4

I'm trying to port some code from Python 2 to Python 3. It's ugly stuff but I'm trying to get the Python 3 results to be as identical to the Python 2 results as possible. I have code similar to this:

import json

# Read a list of json dictionaries by line from file.

objs = []
with open('data.txt') as fptr:
    for line in fptr:
        objs.append(json.loads(line))

# Give the dictionaries a reliable order.

objs = sorted(objs)

# Do something externally visible with each dictionary:

for obj in objs:
    do_stuff(obj)

When I port this code from Python 2 to Python 3, I get an error:

TypeError: unorderable types: dict() < dict()

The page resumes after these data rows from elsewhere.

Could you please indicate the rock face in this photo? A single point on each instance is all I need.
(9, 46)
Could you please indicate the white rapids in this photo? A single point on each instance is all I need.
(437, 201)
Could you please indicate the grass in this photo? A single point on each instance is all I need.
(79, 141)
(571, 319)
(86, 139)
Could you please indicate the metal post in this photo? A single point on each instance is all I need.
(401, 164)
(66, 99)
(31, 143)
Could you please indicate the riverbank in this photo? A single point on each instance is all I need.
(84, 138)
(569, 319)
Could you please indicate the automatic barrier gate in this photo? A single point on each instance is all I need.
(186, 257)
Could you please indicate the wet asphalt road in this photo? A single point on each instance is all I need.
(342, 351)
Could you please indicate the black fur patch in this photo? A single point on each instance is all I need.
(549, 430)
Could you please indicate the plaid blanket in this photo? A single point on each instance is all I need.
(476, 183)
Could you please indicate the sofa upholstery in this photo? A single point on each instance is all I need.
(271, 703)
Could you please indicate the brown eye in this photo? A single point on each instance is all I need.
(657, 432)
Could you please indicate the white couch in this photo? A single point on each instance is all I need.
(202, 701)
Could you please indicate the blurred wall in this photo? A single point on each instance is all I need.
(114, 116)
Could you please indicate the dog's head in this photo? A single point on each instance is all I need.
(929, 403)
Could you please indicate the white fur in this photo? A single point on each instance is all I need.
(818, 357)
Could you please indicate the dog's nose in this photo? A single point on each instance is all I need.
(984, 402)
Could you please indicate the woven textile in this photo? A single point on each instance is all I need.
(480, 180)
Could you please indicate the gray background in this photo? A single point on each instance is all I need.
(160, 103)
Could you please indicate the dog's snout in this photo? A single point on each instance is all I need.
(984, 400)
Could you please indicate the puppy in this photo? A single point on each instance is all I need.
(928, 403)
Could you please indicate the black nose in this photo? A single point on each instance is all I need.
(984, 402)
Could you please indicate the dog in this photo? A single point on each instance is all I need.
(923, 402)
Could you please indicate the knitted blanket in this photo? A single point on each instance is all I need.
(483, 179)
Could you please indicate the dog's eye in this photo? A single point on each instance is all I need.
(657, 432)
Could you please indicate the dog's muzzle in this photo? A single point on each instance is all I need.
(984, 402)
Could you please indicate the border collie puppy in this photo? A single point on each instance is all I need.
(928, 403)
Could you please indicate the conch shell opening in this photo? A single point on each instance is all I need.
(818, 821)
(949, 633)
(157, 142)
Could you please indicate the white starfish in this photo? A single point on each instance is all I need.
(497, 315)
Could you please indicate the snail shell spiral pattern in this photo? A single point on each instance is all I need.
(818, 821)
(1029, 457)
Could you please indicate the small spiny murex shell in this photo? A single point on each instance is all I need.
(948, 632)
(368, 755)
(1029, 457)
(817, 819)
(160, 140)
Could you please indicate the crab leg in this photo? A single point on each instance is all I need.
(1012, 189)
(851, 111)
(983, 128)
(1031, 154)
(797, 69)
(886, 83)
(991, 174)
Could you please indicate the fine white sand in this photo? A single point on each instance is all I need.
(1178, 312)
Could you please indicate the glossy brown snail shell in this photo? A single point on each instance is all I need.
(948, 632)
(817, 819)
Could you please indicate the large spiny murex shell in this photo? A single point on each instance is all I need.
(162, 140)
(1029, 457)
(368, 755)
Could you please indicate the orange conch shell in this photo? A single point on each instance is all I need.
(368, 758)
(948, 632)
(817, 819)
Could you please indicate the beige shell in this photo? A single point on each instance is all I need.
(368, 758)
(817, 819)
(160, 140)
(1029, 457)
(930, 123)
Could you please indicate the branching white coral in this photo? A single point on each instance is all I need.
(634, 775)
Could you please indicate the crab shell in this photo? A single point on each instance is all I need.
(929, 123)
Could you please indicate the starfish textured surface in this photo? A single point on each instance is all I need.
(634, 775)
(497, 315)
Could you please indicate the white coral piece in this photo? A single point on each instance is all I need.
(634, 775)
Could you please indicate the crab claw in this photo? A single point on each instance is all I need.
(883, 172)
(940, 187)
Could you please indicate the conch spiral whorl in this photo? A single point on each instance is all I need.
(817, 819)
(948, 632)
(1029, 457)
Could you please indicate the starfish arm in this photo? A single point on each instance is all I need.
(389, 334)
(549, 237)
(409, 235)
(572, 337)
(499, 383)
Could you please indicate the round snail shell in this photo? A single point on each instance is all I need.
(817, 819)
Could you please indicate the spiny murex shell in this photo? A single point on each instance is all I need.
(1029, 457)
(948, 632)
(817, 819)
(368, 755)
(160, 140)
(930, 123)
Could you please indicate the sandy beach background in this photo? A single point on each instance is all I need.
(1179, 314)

So I changed the sorted line to this:

objs = sorted(objs, key=id)

But the ordering of the dictionaries still changed between Python 2 and Python 3.

Is there a way to replicate the Python 2 comparison logic in Python 3? Is it simply that id was used before and is not reliable between Python versions?

Amy Forbes
  • 98
  • 1
  • 6
  • Do you have to replicate Python 2's logic in 3, or do you simply need *some* ordering which is consistent between the two? – DSM Sep 04 '14 at 21:44
  • `sorted(objs, key=sorted)` works if you only care about key comparisons. (and implement it in both 2 and 3, there is really no way to match 2's arbitrary ordering in 3) – roippi Sep 04 '14 at 21:49
  • I'd like to replicate the ordering. – Amy Forbes Sep 04 '14 at 21:49
  • @roippi: Not if the dicts can themselves contain dicts. You need to pass `key=lambda x: sorted(x, key=lambda y: sorted(y, …`. – abarnert Sep 04 '14 at 21:53
  • @abarnert right, my brain somehow glossed over that possibility. – roippi Sep 04 '14 at 21:54
  • The real question here is: why do you want to replicate an arbitrary order in the first place? What advantage do you get from that? Some tests that used to only fail if you run on a different machine or under more load or whatever now fail more consistently… is that a bad thing? – abarnert Sep 04 '14 at 22:14
  • If you read the same json data, then wouldn't the dictionaries be appended to the `objs` list in the same order regardless of which verion of Python you were using? In other words why do you need to sort them into some arbitrary order? – martineau Sep 04 '14 at 22:20
  • Unfortunately, it's not as easy as updating a few tests. It's part of a larger system and the ordering has undue influence. Though the spec says the ordering is arbitrary, clearly CPython 2.7 chose something. I just don't know how to replicate that in CPython 3 (if it's even possible). Seems like this is a case where having the `cmp` keyword for `sorted` in Python 3 would help. – Amy Forbes Sep 04 '14 at 22:22
  • @martineau the order of the lines in the file varies but the observable order from `do_stuff` shouldn't. Hence the need for a "total order" on `dict` objects. – Amy Forbes Sep 04 '14 at 22:25

5 Answers5

4

If you want the same behavior as earlier versions of Python 2.x in both 2.7 (which uses an arbitrary sort order instead) and 3.x (which refuses to sort dicts), Ned Batchelder's answer to a question about how sorting dicts works gets you part of the way there, but not all the way.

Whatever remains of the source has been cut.